Überblendung in Atmo U-Bahn-Wagen (innen)
"Atmo-1 Bahn Ebertplatz.WAV"
ab 0'57"
Original-Ansage: "Nächster Halt: Ebertplatz."
1. Sprecher:
Mehr als 80 Jahre später.
Der ehemalige »Adolf-Hitler-Platz« in Köln heißt inzwischen »Ebertplatz«.
Atmo U-Bahn-Wagen (innen)
Fahrgeräusche.
Atmo kurz freistehend. Läuft weiter unter Sprechtext - und wird dann abgeblendet.
28
1. Sprecher:
Drei U-Bahn-Stationen vom heutigen Ebertplatz entfernt befindet sich der
Firmensitz der Namensagentur "Nambos". Das Unternehmen kreiert im Auftrag
seiner Kunden Objektnamen aller Art.
Zwischen fünf- und 50-tausend Euro berechnet "Nambos" für einen neuen
Namen. - Neue Namen für einzelne Produkte, ganze Firmen oder Organisationen.

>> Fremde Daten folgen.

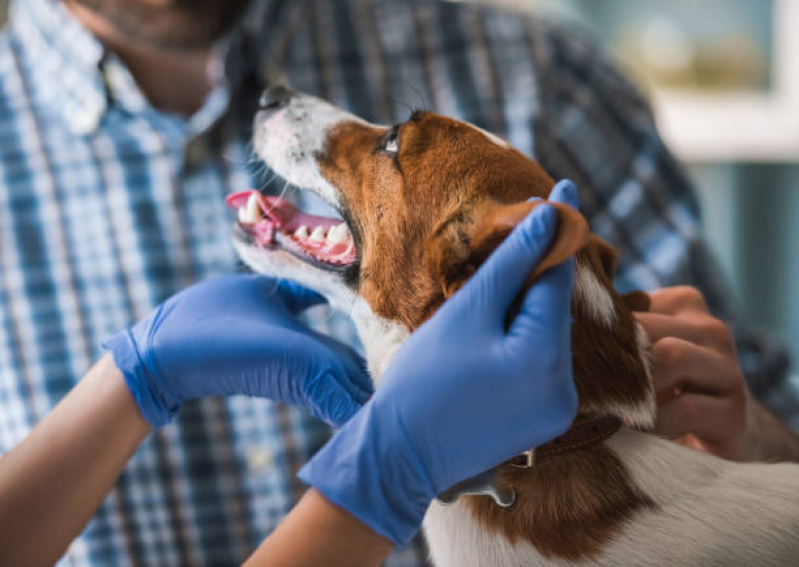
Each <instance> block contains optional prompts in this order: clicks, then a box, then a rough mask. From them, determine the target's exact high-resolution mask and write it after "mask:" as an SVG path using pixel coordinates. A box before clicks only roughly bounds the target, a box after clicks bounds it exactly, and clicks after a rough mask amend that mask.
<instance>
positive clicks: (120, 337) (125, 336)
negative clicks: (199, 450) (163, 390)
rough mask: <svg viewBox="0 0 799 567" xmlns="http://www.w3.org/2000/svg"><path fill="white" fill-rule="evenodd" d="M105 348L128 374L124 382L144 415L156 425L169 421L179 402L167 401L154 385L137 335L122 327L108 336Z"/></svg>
mask: <svg viewBox="0 0 799 567" xmlns="http://www.w3.org/2000/svg"><path fill="white" fill-rule="evenodd" d="M103 349H105V350H106V351H108V352H110V353H111V355H112V356H113V357H114V365H115V366H116V367H117V368H118V369H119V371H120V372H121V373H122V376H123V377H124V378H125V384H127V386H128V390H130V393H131V394H132V395H133V398H134V399H135V400H136V405H138V406H139V411H140V412H141V414H142V417H144V419H145V420H147V422H148V423H149V424H150V425H152V426H153V427H154V428H159V427H162V426H164V425H166V424H167V423H169V422H170V421H171V420H172V417H173V416H174V415H175V413H176V412H177V410H178V408H179V407H180V404H168V403H167V402H166V401H165V400H164V399H163V398H161V396H159V395H158V393H157V391H156V390H155V389H154V388H153V387H152V384H153V380H152V376H151V374H150V373H149V372H148V371H147V366H146V365H145V363H144V361H143V360H142V359H141V357H140V355H139V349H138V348H137V346H136V339H135V338H134V336H133V334H132V333H131V331H130V330H125V331H121V332H119V333H117V334H116V335H114V336H113V337H111V338H110V339H108V340H106V341H105V342H104V343H103Z"/></svg>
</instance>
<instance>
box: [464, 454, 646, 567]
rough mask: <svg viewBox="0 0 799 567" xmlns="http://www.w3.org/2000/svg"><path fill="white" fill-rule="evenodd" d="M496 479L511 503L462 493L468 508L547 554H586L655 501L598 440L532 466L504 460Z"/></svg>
mask: <svg viewBox="0 0 799 567" xmlns="http://www.w3.org/2000/svg"><path fill="white" fill-rule="evenodd" d="M498 484H499V485H500V486H502V487H507V488H510V489H512V490H513V491H514V492H515V493H516V501H515V502H514V503H513V506H511V507H510V508H500V507H499V506H497V505H496V504H494V502H493V500H491V499H490V498H485V497H466V503H467V506H468V507H469V510H470V511H471V512H472V514H474V516H475V517H476V518H477V520H478V521H479V522H480V523H481V524H482V525H483V526H485V528H486V530H488V531H489V532H493V533H496V534H497V536H498V537H501V536H504V537H506V538H508V539H509V540H510V541H511V542H514V541H517V540H519V539H523V540H526V541H528V542H530V543H532V544H533V545H534V546H535V548H536V549H537V550H538V552H539V553H541V554H542V555H543V556H544V557H548V558H559V559H568V560H571V561H578V560H586V559H590V558H591V557H592V556H593V555H595V554H597V553H599V552H600V551H601V550H602V547H603V545H605V544H607V543H608V542H609V541H610V540H611V539H612V538H613V534H614V533H616V531H617V530H618V529H619V528H620V527H621V526H622V525H623V524H624V523H625V522H627V521H629V520H630V519H632V517H633V516H634V515H635V513H636V512H637V511H638V510H640V509H643V508H649V507H652V506H654V504H653V503H652V501H651V500H650V499H649V498H648V497H647V496H646V495H645V494H643V493H641V492H640V491H639V490H637V489H636V488H635V485H634V484H633V483H632V482H631V480H630V477H629V474H628V473H627V471H626V469H625V467H624V464H623V463H622V462H621V461H620V460H619V458H618V457H617V456H616V455H615V454H614V453H613V452H612V451H611V450H610V449H608V448H607V447H604V446H602V445H598V446H593V447H591V448H588V449H585V450H582V451H578V452H573V453H567V454H564V455H558V456H557V457H550V458H545V459H542V460H540V461H539V462H537V463H536V465H535V466H534V467H533V468H531V469H518V468H514V467H512V466H510V465H503V466H502V467H499V469H498Z"/></svg>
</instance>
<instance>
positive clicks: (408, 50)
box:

Wer eine Produktneuheit ohne sorgfältig ausgewählten Namen auf den Markt
wirft, muß im schlimmsten Fall mit hohen Verlusten rechnen. Die Anforderungen
an den neuen Namen sind vielfältig. Natürlich darf die neue Produktbezeichnung
keine Kunden abschrecken. Aber auch Ähnlichkeiten mit anderen Waren- oder
Firmen-Namen müssen aus juristischen Gründen unbedingt vermieden werden.
O-Ton 45:
Markus Lindlar, Geschäftsführer, Namensagentur NAMBOS
"Die größte Schwierigkeit bei Namenssuche mittlerweile ist eben die große
Anzahl an bereits existierenden Namen. Das ist eigentlich so das wir sagen
können: von 100 Ideen die wir haben, gehen vielleicht zwei. Das heißt 98 % fällt
einfach irgendwo durch das Sieb durch."
3. Sprecherin:
NAME: Markus Lindlar, Geschäftsführer, Namensagentur NAMBOS
29
O-Ton 46:
Markus Lindlar, Geschäftsführer, Namensagentur NAMBOS
"Das heißt bei bestimmten Silben wie »com« z.B. ... oder »Digi«, was früher so im
elektronischen Bereich sehr beliebt war, ... braucht man heute gar nicht mehr
anzufangen. Weil da sind die Register bis obenhin voll."
Musik
1. Sprecher:
In der ersten Stufe der Namenssuche wird von den NAMBOS-Mitarbeitern eine
große Zahl potentiell geeigneter Bezeichnungen zusammengetragen.
O-Ton 47:
Markus Lindlar, Geschäftsführer, Namensagentur NAMBOS
"Und da wird tatsächlich immer so 'ne Größenordnung von 1000 erreicht. Also
das ist nicht die Ausnahme, sondern das ist mittlerweile ... fast schon das
Mindestmaß. Einfach vor dem Hintergrund dass wir eben schon so viele Marken
am Markt haben. Allein in Deutschland eine Million Marken. ... Das heißt, da
brauchen wir tatsächlich 'ne sehr große Anzahl erstmal die wir in den Filter
stecken können. Weil der leider ziemlich viele Ideen sofort vernichtet."
Musik
O-Ton 48:
Markus Lindlar, Geschäftsführer, Namensagentur NAMBOS
"Wichtig ist vor allem erstmal das es keine negativen Bedeutungen, Assoziationen
in anderen Ländern, in anderen Sprachen gibt. Und dafür haben wir 'n Netzwerk
mit Korrespondenten in den jeweiligen Ländern. Und die bekommen dann den
Namen und 'n Fragebogen. Da wird dann halt abgefragt erstmal: Kannst Du den
Namen überhaupt aussprechen? Hast du alle Buchstaben in deinem Alphabet?"
30
"Da wird gefragt: Wie klingt das? Und dann gibt es tatsächlich negative
Bedeutungen. Nicht nur vom ganzen Wort, sondern auch von Bestandteilen des
Wortes."
1. Sprecher:
Gerade global operierende Autobauer können - oder wollen - es mit ihren neuen
Fahrzeug-Namen offensichtlich nicht allen recht machen. Da wäre beispielsweise
der »Fiat Uno«. Im Finnischen ist "Uno" mit "Trottel" gleichzusetzen.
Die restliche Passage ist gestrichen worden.